Pharmacokinetics Of Moxifloxacin Hydrochloride

Moxifloxacin can be quickly and almost completely absorbed after oral administration. The total absolute bioavailability is about 91%. The pharmacokinetics showed a linear relationship between a single dose of 50-1200mg and a daily continuous dose of 600mg for 10 days. Stable state within 3 days. After taking 400mg orally, it reaches a peak of 3.1mg/L within 0.5-4 hours. After taking 400mg orally once a day, the peak and valley concentrations reached steady state at 3.2mg/L and 0.6mg/L, respectively. Providing moxifloxacin with simultaneous consumption can slightly prolong the peak time by about 2 hours and reduce the peak concentration by about 16%. The absorption range remains unchanged. Due to the fact that AUC/MIC mainly predicts the antibacterial effect of quinolone, which is not clinically relevant, the administration of moxifloxacin is not affected by food consumption.
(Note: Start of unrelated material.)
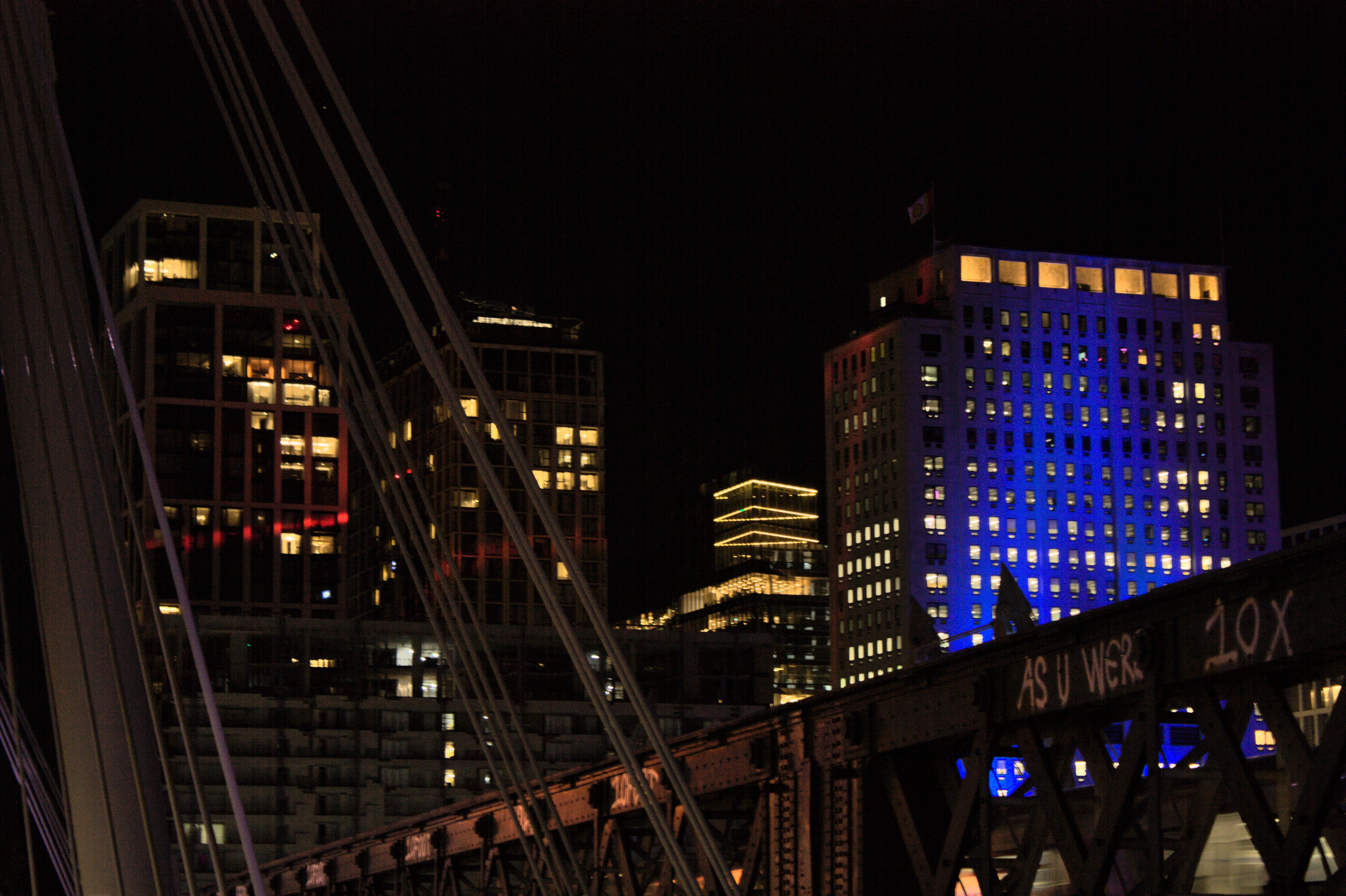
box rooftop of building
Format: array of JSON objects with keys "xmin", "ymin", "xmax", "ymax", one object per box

A single dose of 400mg was administered intravenously, and after 1 hour, the peak blood concentration was about 4.1mg/L, an average increase of 26% compared to oral administration. The area under the drug exposure curve is approximately 39 mgh/L, which is slightly higher than oral administration with an absolute bioavailability of about 91% (35 mgh/L). Multi dose intravenous administration (1 hour infusion), with daily 400mg of stable peak and valley concentrations ranging from 4.1 to 5.9 and 0.43 to 0.84mg/L, respectively. The steady-state drug exposure during the dosing interval is approximately 30% higher than the first dose. After one hour of infusion, the patient's steady-state concentration was observed to be 4.4mg/L.